Different Parts of Dental Implants


Implant: Titanium made and placed in the upper or lower jawbone.

Abutment: Made of titanium, gold, or porcelain and attached to the implant by screw. This section attaches the implant to the tooth. Its shape is like a natural tooth that is cut out to fit the crown.

Restoration (the part that looks like a tooth): A tooth crown. It is usually made from a combination of porcelain with a metal alloy (PFM) but can also be entirely metal or porcelain. The crown is attached to the abutment. If screwed, the screw hole is covered with restorative materials such as tooth-filling composites.

The Procedures of Dental Implant

The time required completing the implant and the crown depends on the different factors. When the conventional dental implants procedure is used, the minimum time to complete the implant period is approximately four months in the lower jaw and nearly six months in the upper jaw, which includes surgery and permanent crown placement. However, this process can take a year or even longer, especially if you first need to build bone.

In another way, the implant and the crown are inserted simultaneously. If the dentist uses small (mini) implants, they will put the bridge and crown in one session, like dentures. These two surgeries need an interval of 2 to 6 months. The first surgical procedure is to make a small incision in the gum (where the dental implant is to be inserted). A drill creates a bone, and the implant is inserted into the hole, then the gum is sutured. After the first surgical recovery period, it is time for the second surgery. The second surgery involves a new incision to reveal the implant. A collar, called healing cap, is screwed to the top of the implant to help repair the tissues around the gums. After a few weeks, the healing cap is removed, and the abutment is screwed onto the implant. Today, a single-stage procedure is sometimes used in which the dentist can perform all the steps of a dental implant, abutment, and permanent crown and bridge in one session. (Immediate implant)

Care and Maintenance of Implants

Maintaining a dental implant is precisely like retaining a natural tooth. After implant surgery, for some time, you will need special care. It is essential to brush and floss daily. If it is necessary, you can use teeth whitening treatment for improving their appearance.

The Faults of Dental Implants

In addition to the surgical risks, it is also possible that your dental implant may not be successful or damaged. If the implant becomes infected, which is very rare or the tooth is not properly fitted, the implant process is not successful. Besides, grinding by the teeth causes a lot of pressure on the implant, which can weaken the bone and break the implant and damage it. If you have any problems with your implants, see the periodontist before your 6-month checkup.

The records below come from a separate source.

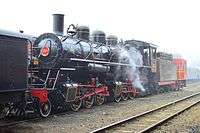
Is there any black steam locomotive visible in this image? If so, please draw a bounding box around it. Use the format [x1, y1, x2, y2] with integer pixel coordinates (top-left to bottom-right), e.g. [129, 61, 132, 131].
[0, 14, 185, 117]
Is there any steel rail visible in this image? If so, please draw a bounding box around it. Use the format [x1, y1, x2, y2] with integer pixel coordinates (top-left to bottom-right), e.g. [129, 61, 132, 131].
[91, 92, 200, 133]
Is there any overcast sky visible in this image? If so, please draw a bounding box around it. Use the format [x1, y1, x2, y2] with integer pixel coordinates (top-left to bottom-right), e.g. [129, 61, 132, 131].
[0, 0, 200, 68]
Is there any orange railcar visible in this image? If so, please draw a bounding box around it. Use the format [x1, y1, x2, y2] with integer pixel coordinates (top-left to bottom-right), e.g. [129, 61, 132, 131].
[173, 58, 187, 87]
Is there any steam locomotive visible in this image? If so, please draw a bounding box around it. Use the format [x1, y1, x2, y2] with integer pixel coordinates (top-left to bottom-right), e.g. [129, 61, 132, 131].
[0, 14, 186, 117]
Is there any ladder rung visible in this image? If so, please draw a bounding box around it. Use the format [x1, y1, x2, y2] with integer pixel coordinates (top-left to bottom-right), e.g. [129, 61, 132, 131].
[48, 78, 56, 79]
[29, 84, 44, 85]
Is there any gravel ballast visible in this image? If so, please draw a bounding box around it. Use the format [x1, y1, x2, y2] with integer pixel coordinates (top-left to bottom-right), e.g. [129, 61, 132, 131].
[0, 83, 200, 133]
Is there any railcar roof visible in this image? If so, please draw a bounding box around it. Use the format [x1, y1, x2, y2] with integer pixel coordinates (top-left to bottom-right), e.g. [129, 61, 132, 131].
[125, 40, 158, 48]
[0, 29, 35, 40]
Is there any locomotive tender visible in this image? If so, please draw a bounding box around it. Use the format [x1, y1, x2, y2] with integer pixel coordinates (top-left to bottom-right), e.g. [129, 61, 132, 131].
[0, 14, 186, 117]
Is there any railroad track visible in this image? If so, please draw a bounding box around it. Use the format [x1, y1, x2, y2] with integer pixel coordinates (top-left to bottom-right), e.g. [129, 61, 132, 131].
[91, 92, 200, 133]
[0, 83, 200, 132]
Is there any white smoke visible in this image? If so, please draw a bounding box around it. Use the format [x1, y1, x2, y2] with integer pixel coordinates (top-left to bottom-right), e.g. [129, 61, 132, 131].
[117, 47, 145, 91]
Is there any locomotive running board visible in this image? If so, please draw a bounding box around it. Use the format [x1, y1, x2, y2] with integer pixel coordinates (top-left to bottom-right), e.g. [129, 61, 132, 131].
[70, 58, 150, 68]
[60, 68, 76, 71]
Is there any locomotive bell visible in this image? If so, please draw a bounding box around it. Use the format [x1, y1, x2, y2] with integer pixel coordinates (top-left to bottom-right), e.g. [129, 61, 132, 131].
[76, 26, 90, 41]
[106, 35, 118, 46]
[92, 31, 106, 44]
[53, 14, 64, 35]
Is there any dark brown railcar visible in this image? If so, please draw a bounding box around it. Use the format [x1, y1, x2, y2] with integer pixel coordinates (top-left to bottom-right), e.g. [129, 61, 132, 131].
[0, 30, 28, 104]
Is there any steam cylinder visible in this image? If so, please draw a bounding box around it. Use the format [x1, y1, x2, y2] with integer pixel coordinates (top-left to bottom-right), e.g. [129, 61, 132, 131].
[53, 14, 64, 35]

You should know that when the implant is used for the lower teeth, it may damage the nerves in the lower jaw in some cases, and this may cause numbness or tingling. They usually occur on the lower lip, chin, or side of the tongue if they occur. This numbness can be temporary or permanent. But nerve damage is not typical. Photo and CT scans will help the emergency dentist to identify where the nerve is located, which minimizes the chance of injury. In the upper jaw, there is a risk that your sinuses or nasal cavity may be damaged and cause infection. A special x-ray will be taken before your surgery to help your dentist identify the location of the sinuses and nerves.